Acrescentou-lhe assim a regra da "constelação dos nomes":
"[…]
tendo em conta o 'sistema verbal' (a evolução da palavra
segundo as regras linguísticas), a significação de um nome estará
garantida quando ela tiver relação com a significação dos nomes
em volta: o nome vizinho pode ser um sinónimo ou uma tradução
noutra língua […]. Pode o nome estar numa relação de
complementaridade com os vizinhos […]. Esta regra da constelação
pode testar-se, comparando com os nomes idênticos doutras regiões,
porque os topónimos […] são repetitivos e, observando bem, podem
organizar-se por constelações de nomes." (Espírito
Santo, 2004: 352)
Segundo
o mesmo autor, há no entanto um cuidado a ter:
"[…]
da actual coincidência de dois nomes em regiões diferentes não
se deduz, automaticamente, que ambos tenham tido a mesma origem no
passado. Com origens verbais diferentes, podem ter evoluído
foneticamente para o mesmo nome, nomeadamente pela força da escrita
e dos registos. Há que interpretá-los dentro dos respectivos
contextos." (idem)
2.
À
semelhança do que acontece na chamada "toponímia rural",
até meados do século XIX a toponímia urbana era também meramente
funcional. Ninguém se preocupava, como hoje, em impor os seus
valores ou ideais políticos, tornando a designação do espaço uma
"simples convenção [resultante] de cíclicas ondas
comemorativas que espalharam por todas as vilas e cidades
portuguesas nomes e datas que o correr do tempo tem esvaziado de
sentido" (Andrade, 1993: 123), chegando a apagar
oficialmente nomenclaturas antigas, sem olhar ao risco de apagamento
de uma parte significativa da memória colectiva.
A
toponímia antiga, fosse rural ou urbana, partia do conhecimento
profundo dos lugares, nascendo da observação cuidada e
experimentada para a nomeação dos múltiplos espaços da
localidade e sua envolvência. Não eram portanto necessárias
quaisquer placas de identificação ou outros elementos
oficializando e fixando a designação, como acontece nos nossos
dias. Bastava o conhecimento empírico e a transmissão oral, sendo
a oficialização (sempre relativa e provisória, coexistindo por
vezes várias designações atribuídas ao mesmo local) apenas um
modo de consagrar (interpretando, frequentemente mal, a oralidade)

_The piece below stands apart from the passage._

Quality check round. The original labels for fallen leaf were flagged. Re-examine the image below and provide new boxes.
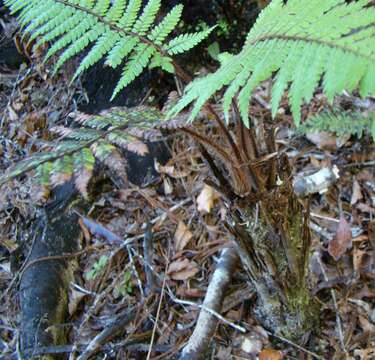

nos documentos escritos (alvarás, escrituras, tombos, registos
paroquiais e outros) aquilo que já corria na voz dos habitantes
desses lugares há vários séculos ou milénios.
Está
mais ou menos estabelecida a ideia de que o processo de atribuição
de topónimos por decisão oficial se terá iniciado em meados do século
XIX com a Regeneração (embora ainda no Antigo Regime, a partir do
governo do Marquês de Pombal, se verifiquem episódios pontuais com
uma atitude semelhante perante a nomeação do espaço). Esta estratégia
tem visado sobretudo objectivos doutrinários, de forma a levar as
populações a assumirem como seus os valores dos sucessivos regimes
políticos – embora com resultados práticos muito débeis,
perante uma memória colectiva secular ou milenar que, na grande
maioria dos casos, teima manter em uso os nomes antigos, desprezando
ou esquecendo os oficiais (cf. Ventura, 2002: 416). Paralelamente, a
nomeação oficial tem visado ainda a valoração pública de
personalidades dos domínios político ou social, ora consagrando
figuras locais ora homenageando actores nacionais – que o tempo,
muitas vezes, se encarrega de mergulhar (justa ou injustamente) no
esquecimento.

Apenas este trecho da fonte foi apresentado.